NASA to Send Mission to Jupiter's Moon Europa to Search for Life

NASA wants to send a mission to Jupiter's moon Europa to find out if there is life on it, the space agency's website reports.
The Europa Clipper mission is scheduled to take off from the Kennedy Space Center in Florida at 12:06 a.m. local time on 14 October. The previous launch was cancelled due to Hurricane Milton.
The spacecraft will cover almost 3.2 billion kilometres and will reach the finish line in 2030.
‘This is a chance for us to explore not a world that might have been habitable billions of years ago, but a world that might be habitable today, right now,’ said Kurt Niebuhr, a mission scientist, as quoted by The Guardian.
The 30-metre-long spacecraft weighs 6 tonnes. It is equipped with large solar panels, which are needed to generate enough energy, as well as 9 instruments, including cameras to map the satellite's surface and radar to look beneath Europe's thick ice sheet.
The mission will also look for traces of organic compounds and gases to assess whether the moon is habitable.
According to preliminary observations, it has giant water flows and signs of an underground ocean 129 kilometres deep. It may contain twice as much salt water as Earth, but is covered by a layer of ice about 20 kilometres thick.
‘Water is essential for life as we know it, and if we're going to find life anywhere in the solar system, it's very likely to be on an icy moon like this one,’ said Dr Caroline Harper, Head of Space Science at NASA in the UK.
If life has emerged on Jupiter's moon, which is the same size as the Earth's satellite, it could be detected during the mission.
However, during the launch, the spacecraft will encounter extreme levels of radiation because Jupiter has a huge magnetic field that ejects charged particles into the satellite.

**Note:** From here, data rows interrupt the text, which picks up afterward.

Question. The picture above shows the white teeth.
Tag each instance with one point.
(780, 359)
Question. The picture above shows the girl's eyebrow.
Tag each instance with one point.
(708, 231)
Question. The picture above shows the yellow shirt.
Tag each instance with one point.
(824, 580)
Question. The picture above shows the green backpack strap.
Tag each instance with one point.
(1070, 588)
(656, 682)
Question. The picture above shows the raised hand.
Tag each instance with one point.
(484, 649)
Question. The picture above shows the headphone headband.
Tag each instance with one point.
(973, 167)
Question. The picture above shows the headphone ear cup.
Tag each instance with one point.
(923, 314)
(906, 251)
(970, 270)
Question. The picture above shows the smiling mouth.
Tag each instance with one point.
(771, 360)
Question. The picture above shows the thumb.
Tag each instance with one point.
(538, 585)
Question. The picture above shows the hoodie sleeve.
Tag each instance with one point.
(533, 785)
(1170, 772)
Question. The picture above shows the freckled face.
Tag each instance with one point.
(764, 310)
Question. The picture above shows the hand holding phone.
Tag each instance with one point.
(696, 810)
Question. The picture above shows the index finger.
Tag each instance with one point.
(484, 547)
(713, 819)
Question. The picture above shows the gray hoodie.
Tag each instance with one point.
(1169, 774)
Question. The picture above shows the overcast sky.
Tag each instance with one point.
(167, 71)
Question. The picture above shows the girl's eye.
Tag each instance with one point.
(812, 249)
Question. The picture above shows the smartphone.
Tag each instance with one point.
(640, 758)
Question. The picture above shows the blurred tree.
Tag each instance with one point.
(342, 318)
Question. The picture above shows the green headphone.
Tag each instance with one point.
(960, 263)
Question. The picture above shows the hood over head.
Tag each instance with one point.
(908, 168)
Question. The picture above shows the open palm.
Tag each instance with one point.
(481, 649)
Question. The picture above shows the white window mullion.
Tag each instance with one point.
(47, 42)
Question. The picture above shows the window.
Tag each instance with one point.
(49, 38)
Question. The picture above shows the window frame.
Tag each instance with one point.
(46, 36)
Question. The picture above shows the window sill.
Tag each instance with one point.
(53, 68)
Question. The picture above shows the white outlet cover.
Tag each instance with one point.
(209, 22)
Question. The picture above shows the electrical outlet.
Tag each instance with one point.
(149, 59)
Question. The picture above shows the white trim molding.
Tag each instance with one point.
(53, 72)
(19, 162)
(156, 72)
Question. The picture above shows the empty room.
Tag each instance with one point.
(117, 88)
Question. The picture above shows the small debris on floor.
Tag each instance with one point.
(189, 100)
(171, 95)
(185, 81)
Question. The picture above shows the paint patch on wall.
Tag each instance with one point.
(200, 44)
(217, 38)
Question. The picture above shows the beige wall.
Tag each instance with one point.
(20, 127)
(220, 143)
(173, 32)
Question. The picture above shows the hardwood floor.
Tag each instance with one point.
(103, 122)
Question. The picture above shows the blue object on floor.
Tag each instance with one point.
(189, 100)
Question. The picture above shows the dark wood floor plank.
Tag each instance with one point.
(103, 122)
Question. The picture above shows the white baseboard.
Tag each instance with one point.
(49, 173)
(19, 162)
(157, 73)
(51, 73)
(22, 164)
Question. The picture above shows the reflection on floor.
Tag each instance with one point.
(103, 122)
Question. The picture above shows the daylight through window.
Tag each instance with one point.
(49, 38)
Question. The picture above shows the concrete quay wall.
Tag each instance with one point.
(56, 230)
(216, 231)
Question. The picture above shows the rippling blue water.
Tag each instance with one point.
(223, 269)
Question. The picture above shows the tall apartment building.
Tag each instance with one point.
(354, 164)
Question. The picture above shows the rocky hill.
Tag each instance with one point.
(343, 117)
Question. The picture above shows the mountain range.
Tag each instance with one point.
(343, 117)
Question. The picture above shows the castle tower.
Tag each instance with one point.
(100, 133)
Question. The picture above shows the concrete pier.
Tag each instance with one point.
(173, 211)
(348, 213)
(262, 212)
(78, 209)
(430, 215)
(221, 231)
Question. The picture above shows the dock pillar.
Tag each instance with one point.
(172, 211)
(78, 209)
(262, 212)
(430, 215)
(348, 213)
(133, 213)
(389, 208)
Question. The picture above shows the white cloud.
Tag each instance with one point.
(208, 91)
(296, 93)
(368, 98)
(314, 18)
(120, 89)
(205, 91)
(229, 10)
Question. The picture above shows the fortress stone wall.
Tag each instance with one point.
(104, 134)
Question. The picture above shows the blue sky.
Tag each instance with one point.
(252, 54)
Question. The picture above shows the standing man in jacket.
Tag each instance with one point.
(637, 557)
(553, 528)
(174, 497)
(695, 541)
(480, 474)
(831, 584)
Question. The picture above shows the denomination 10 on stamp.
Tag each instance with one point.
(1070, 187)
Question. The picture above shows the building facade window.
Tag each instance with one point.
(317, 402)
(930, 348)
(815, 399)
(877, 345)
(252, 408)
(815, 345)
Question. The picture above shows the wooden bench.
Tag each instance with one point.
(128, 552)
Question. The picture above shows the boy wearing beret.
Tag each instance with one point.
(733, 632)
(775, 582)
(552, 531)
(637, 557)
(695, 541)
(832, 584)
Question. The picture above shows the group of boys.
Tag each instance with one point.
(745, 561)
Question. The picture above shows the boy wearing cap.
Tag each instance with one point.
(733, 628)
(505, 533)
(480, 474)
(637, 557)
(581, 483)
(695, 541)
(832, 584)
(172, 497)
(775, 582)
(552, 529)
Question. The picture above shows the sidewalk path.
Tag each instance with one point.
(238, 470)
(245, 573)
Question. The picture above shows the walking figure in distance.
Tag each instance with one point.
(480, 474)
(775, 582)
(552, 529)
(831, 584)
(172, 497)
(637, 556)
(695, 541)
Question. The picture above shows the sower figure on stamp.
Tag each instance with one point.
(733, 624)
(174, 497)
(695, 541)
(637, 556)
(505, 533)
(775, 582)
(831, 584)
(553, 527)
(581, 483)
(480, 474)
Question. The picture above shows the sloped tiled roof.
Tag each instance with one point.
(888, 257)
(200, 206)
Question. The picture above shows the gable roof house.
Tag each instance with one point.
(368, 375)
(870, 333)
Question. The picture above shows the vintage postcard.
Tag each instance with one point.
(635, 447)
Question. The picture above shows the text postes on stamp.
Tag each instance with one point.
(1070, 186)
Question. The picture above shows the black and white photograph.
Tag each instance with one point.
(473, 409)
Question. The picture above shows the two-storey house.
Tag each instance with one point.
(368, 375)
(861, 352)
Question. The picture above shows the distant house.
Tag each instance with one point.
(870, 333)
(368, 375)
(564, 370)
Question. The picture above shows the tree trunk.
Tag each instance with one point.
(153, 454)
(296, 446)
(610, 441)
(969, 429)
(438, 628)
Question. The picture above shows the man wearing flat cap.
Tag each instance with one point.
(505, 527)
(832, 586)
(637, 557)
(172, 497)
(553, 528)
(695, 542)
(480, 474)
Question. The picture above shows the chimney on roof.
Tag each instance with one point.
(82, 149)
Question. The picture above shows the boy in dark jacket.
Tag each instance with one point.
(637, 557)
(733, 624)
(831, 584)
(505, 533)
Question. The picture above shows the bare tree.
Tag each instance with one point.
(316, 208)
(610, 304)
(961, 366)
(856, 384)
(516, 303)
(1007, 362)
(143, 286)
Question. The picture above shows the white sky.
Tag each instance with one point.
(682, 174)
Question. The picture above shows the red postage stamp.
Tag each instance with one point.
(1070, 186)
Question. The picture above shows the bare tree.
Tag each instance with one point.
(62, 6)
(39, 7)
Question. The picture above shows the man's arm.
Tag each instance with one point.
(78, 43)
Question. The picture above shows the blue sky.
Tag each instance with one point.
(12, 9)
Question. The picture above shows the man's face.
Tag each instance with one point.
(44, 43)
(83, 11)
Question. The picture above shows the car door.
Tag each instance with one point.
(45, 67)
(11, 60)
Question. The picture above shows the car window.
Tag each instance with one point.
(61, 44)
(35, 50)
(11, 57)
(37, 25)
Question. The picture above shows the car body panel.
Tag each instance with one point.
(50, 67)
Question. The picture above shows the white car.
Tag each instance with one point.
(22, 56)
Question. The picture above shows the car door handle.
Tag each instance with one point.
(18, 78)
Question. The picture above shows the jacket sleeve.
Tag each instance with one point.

Despite all the damage that radiation can cause, it can produce fuel for life. If the high-energy particles split water molecules into oxygen and hydrogen in Europe's thin atmosphere, some of the oxygen can reach the ocean and react with other chemicals to provide energy to alien microbes.
‘It's exciting to think that within the next decade we could have definitive scientific evidence of the potential for habitable worlds beyond our planet,’ Harper said.